About an hour and a half later, I take baby and make footprints, handprints, foot impressions, and fill out keepsake a birth certificate and crib card.  A tiny knit hat and cloth diaper are hers to wear and keep.  I bundle her up and bring her back to you.  You take her as warmly and gladly as any mother accepting her child, and for the rest of the night, she, as in the first 18 weeks of her life, will have no other cradle.

It’s morning and I have to go.  I know how hard the next year will be, and when I stop in to say goodbye, we talk about it.  While it will be a long road ahead, in talking with you, I sense that you are well-equipped to navigate the process of mourning and loss.  I encourage you to let yourself grieve, be aware of the anger that will occasionally engulf you, and be ready for the mood swings that will come out of nowhere over the next 12 months.  It will get better, I promise, and though it will be difficult, you and you alone will remember the best parts of this child: her life within you, her kicks, her movement, the changes of your pregnancy.  She is uniquely yours to love and to remember, and no one can take that from you.

After we have parted, I think about the night we spent together and everything I had told you.  I know so much–more than I wish I did.  And yet, there is one very simple question that even I cannot answer.

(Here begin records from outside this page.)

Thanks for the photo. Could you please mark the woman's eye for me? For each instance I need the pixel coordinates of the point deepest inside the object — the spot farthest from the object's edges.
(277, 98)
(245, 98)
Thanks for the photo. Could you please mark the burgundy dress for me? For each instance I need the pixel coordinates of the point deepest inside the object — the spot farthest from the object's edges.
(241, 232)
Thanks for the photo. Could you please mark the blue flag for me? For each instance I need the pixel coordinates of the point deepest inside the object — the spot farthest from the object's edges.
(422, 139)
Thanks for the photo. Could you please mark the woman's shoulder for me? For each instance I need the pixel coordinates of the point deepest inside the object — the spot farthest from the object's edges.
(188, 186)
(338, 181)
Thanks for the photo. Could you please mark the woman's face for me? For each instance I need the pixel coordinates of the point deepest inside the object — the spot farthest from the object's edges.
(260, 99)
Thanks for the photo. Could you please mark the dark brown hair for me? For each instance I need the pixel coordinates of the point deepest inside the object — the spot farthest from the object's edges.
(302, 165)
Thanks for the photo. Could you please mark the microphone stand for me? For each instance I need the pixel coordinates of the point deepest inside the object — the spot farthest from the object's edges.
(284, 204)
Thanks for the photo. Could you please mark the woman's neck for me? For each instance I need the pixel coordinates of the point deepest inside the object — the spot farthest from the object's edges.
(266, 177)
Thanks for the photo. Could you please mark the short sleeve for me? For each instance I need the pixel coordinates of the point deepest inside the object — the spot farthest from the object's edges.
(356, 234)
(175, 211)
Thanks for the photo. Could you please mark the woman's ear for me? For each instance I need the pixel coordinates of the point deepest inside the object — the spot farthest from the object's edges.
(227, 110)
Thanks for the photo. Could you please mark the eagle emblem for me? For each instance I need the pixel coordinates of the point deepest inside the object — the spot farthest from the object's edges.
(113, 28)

2 thoughts on “Six Minutes

  1. I am a new grad PP RN with aspirations toward L&D. I delivered my first pregnancy, twins, at 23 weeks, and had PTL with both subsequent pregnancies at 28 weeks, all three with the heinous mag sulfate. I can’t thank you enough for being there for “them” (though I know it’s more than one patient). It shaped my entire life and I’d never have thought of being an L&D nurse before that experience. (((hugs)))


    1. Thank you for your comment and for sharing a bit of your experience. There are times when having personal experience with loss and/or some of the complications that can accompany pregnancy can make it hard to work in the field and with women who are experiencing the same things. However, I’ve always found that in the long run, while those shifts are far from easy, my own experience has enabled me to better relate and provide an almost intuitive care for the women and families I guide through those times of loss, grief, and anxiety. All the best as you continue in PP and work toward L&D! You sound like you’ll make an awesome nurse, wherever you end up!